Técnica
La técnica de Velázquez se caracterizaba por su dominio del color y la luz, usando una paleta reducida para crear efectos atmosféricos, con una pincelada suelta y fluida que evolucionó hacia una mayor espontaneidad (alla prima). Comenzaba desde los medios tonos, construyendo la obra hacia los extremos de luz y sombra, sin dibujos preparatorios complejos y aplicando capas de pintura directamente sobre el lienzo para lograr efectos de volumen y realismo.
Características principales de su técnica
Medios tonos como punto de partida: Empezaba pintando desde los tonos medios de la piel o la obra en general, y luego trabajaba hacia la luz y la oscuridad.
Dominio de la luz: Utilizaba la luz para dar volumen, profundidad y efectos atmosféricos a sus figuras, un aspecto que lo conectó con el impresionismo.
Pincelada suelta: Empleaba pinceladas largas y fluidas, a menudo con bordes suaves y poco definidos, para crear una sensación de movimiento y espontaneidad.
Pincelada alla prima: Trabajaba directamente sobre el lienzo, con la técnica conocida como alla prima (a la primera), aplicando la pintura de forma rápida y con precisión en cada pincelada, a menudo sin grandes dibujos preparatorios.

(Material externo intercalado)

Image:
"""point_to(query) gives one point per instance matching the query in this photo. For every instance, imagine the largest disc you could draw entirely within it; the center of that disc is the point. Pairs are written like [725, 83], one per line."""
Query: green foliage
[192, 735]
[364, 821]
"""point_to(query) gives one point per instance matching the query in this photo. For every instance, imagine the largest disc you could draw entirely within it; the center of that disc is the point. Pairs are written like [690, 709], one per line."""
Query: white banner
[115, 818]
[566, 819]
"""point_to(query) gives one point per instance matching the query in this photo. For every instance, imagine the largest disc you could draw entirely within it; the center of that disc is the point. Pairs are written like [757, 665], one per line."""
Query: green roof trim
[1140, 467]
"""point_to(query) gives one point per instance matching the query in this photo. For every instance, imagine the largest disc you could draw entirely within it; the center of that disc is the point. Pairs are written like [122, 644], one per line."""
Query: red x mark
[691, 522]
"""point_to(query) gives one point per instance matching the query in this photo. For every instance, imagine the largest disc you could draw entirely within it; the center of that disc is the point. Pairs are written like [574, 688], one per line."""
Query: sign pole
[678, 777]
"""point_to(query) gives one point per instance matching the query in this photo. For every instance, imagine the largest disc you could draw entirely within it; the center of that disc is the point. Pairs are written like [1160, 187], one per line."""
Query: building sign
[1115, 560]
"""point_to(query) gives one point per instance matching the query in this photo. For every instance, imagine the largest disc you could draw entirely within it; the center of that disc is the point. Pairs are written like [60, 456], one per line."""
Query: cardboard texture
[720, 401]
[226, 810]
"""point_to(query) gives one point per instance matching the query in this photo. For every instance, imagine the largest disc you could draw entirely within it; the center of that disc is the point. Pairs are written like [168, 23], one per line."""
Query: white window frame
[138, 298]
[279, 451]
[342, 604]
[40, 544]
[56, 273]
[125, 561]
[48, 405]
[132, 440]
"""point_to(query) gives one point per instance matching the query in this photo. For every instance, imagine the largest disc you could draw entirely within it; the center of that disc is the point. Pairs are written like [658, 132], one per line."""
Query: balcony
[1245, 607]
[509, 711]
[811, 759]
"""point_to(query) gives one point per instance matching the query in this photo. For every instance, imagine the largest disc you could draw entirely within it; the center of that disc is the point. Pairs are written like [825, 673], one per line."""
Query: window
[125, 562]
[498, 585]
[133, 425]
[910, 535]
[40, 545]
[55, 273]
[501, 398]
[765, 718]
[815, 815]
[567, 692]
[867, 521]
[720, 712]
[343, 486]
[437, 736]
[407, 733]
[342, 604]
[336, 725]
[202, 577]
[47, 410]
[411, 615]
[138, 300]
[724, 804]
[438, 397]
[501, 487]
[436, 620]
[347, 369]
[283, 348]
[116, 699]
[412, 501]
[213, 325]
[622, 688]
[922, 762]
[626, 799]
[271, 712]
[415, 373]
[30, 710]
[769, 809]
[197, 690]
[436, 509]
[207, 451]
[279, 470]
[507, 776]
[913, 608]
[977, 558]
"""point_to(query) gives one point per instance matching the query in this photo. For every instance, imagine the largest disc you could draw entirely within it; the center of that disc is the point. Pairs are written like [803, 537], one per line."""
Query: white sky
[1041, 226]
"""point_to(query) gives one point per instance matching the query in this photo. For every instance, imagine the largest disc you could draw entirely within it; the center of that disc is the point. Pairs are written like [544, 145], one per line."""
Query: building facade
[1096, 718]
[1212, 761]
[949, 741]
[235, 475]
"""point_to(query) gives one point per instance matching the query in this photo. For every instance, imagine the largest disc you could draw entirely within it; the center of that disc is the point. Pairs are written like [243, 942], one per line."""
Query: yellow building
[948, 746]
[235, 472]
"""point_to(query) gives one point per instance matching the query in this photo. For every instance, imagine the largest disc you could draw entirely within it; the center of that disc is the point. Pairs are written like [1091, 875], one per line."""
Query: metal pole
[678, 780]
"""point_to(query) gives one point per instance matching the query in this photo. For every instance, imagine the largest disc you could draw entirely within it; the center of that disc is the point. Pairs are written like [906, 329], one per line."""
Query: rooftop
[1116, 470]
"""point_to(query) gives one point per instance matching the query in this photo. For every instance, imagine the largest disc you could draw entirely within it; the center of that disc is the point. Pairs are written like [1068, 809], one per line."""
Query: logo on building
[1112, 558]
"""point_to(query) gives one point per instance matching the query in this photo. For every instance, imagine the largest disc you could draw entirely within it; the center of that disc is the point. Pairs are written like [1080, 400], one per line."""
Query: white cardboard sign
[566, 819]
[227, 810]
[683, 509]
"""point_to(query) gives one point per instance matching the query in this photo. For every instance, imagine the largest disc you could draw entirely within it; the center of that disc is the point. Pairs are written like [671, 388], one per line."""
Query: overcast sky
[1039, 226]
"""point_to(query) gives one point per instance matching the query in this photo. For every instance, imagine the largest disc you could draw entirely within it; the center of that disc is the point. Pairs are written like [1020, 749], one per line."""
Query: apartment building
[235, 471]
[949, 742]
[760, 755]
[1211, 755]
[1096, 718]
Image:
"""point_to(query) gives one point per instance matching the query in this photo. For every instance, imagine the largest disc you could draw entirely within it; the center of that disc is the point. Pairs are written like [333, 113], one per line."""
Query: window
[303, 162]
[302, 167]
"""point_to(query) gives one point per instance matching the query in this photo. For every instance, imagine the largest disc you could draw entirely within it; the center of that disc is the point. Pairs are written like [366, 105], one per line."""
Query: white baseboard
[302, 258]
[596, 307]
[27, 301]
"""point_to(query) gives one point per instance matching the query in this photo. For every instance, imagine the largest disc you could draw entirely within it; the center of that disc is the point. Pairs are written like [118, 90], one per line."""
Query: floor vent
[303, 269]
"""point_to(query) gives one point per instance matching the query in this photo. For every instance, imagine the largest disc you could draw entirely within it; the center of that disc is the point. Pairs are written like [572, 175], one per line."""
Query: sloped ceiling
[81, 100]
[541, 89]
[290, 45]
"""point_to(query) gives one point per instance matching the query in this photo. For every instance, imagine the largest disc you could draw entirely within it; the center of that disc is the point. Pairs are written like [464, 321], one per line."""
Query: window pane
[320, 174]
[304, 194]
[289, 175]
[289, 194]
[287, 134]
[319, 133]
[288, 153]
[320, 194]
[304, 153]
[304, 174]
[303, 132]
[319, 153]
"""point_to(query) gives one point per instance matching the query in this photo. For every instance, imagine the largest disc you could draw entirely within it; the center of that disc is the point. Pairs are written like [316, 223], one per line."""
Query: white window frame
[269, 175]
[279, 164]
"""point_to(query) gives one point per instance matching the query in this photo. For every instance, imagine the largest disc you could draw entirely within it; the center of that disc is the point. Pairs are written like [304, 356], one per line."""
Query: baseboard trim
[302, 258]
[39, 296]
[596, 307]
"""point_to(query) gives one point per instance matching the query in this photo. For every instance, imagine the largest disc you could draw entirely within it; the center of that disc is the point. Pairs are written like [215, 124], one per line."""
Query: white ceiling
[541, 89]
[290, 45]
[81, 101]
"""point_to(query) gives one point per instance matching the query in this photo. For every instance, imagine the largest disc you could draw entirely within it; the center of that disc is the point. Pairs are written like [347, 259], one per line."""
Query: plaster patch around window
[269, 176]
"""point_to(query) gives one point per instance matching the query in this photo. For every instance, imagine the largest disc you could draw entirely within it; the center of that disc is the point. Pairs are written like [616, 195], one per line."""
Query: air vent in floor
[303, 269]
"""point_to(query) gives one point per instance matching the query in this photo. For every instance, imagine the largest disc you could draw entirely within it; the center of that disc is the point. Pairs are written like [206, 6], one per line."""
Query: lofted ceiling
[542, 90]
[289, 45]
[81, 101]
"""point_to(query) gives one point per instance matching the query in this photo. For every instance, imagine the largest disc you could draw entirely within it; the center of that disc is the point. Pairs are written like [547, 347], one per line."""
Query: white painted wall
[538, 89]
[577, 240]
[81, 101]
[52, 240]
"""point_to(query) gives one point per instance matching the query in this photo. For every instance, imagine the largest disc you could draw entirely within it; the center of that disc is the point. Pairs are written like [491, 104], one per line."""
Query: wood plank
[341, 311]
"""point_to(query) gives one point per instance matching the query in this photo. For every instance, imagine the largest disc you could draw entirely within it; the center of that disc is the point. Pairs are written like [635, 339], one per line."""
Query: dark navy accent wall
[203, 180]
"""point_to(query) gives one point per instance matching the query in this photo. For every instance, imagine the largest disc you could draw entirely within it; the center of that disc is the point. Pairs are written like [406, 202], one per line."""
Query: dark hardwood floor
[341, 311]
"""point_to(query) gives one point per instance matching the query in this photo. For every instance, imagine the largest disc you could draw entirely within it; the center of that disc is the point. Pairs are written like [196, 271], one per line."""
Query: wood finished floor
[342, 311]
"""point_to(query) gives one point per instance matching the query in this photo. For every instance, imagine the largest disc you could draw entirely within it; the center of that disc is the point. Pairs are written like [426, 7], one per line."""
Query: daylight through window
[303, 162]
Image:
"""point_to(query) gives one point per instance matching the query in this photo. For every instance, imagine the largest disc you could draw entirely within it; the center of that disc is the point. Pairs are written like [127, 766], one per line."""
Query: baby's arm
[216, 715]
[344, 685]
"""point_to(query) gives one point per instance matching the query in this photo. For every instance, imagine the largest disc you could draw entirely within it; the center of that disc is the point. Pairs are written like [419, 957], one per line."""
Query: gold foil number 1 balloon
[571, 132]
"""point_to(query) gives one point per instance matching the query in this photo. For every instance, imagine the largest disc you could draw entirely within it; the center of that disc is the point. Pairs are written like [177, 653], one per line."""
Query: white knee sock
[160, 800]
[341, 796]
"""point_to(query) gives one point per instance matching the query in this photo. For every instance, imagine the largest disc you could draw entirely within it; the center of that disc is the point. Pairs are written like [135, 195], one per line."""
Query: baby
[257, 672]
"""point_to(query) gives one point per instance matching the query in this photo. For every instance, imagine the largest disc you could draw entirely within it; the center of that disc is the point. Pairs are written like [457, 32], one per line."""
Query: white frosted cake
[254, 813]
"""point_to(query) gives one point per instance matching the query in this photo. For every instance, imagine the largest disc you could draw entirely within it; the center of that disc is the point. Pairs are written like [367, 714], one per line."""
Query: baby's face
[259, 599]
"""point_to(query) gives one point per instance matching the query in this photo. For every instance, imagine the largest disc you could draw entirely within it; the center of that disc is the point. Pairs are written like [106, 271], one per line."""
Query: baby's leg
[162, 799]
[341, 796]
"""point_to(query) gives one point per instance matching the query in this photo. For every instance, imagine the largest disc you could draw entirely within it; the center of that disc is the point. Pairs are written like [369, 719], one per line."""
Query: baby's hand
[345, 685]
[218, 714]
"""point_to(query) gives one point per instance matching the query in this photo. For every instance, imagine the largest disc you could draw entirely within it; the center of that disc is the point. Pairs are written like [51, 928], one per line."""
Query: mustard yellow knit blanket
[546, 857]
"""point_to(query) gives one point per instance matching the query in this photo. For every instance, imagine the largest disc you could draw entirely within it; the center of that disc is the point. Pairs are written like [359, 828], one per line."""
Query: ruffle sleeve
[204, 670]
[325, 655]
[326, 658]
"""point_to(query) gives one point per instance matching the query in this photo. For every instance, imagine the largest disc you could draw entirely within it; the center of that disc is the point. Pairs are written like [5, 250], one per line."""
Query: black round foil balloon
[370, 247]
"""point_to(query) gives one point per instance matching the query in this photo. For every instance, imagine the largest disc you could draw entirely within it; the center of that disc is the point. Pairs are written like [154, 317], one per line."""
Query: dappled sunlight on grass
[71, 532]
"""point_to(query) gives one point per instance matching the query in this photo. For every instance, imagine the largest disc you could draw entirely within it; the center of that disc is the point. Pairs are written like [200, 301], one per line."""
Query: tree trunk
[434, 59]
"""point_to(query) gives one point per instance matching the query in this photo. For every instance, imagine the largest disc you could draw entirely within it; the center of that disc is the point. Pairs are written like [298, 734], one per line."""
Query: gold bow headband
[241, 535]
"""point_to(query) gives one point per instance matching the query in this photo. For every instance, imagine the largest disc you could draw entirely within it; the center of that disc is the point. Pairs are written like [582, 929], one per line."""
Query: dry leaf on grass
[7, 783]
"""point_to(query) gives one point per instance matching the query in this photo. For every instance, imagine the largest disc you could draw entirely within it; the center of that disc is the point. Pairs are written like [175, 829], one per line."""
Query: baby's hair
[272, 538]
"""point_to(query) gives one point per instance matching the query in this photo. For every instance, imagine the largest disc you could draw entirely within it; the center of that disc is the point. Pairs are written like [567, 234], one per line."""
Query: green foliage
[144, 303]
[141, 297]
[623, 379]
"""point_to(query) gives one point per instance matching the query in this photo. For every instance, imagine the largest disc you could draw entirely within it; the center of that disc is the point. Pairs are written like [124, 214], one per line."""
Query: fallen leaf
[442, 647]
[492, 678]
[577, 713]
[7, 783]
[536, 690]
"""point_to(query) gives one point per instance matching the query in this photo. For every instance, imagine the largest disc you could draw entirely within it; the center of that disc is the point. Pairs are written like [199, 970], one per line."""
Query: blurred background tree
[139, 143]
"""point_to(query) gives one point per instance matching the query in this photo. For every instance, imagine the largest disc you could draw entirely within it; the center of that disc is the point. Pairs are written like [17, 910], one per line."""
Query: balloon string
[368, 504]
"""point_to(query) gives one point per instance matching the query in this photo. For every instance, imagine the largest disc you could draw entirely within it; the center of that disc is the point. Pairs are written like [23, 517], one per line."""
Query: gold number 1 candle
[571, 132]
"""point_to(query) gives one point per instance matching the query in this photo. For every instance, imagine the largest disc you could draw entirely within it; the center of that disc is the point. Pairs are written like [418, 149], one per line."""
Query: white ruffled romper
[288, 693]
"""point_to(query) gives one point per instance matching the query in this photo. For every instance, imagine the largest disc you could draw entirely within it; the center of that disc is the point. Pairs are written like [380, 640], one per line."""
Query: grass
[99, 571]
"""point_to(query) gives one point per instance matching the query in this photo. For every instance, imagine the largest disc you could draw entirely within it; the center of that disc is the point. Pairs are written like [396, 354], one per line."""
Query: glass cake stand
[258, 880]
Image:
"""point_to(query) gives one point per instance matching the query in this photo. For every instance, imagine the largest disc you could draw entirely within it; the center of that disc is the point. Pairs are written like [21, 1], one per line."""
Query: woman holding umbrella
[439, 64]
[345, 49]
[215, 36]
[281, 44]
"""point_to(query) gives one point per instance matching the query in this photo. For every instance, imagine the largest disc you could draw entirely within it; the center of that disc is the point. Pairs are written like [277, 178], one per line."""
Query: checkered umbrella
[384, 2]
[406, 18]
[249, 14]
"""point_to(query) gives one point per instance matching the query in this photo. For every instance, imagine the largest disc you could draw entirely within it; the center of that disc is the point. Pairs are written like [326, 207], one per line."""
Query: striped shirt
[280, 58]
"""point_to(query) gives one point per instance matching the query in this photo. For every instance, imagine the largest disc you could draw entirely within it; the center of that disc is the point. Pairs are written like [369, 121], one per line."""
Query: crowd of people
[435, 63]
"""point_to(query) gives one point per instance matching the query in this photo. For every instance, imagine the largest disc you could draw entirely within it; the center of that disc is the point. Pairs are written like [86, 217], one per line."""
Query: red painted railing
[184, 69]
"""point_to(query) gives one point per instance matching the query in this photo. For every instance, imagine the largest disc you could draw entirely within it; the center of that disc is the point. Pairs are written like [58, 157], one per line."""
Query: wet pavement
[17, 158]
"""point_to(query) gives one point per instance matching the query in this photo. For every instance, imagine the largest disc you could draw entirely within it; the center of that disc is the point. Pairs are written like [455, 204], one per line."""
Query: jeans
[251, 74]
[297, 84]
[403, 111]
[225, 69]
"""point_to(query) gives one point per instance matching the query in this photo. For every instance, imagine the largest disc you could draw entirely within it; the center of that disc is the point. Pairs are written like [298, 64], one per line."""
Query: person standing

Paleta de colores reducida: Usaba una paleta de colores limitada pero bien mezclada, que incluía principalmente blancos de plomo, ocres, tierras, bermellón y negros.
Efecto de desenfoque: Con su técnica, lograba un efecto similar al desenfoque natural del ojo humano, donde un punto se enfoca mientras el resto se suaviza.
Detalles finales precisos: Los detalles más duros y los acentos finales se aplicaban con un toque más preciso y cuidado, especialmente al final de la obra.
Evolución del estilo: Su obra evolucionó desde un realismo casi fotográfico inicial hasta una técnica más suelta y libre tras sus viajes a Italia, donde adoptó influencias de los maestros italianos y usó una imprimatura de color blanco en lugar de la tierra roja que utilizaba en sus inicios.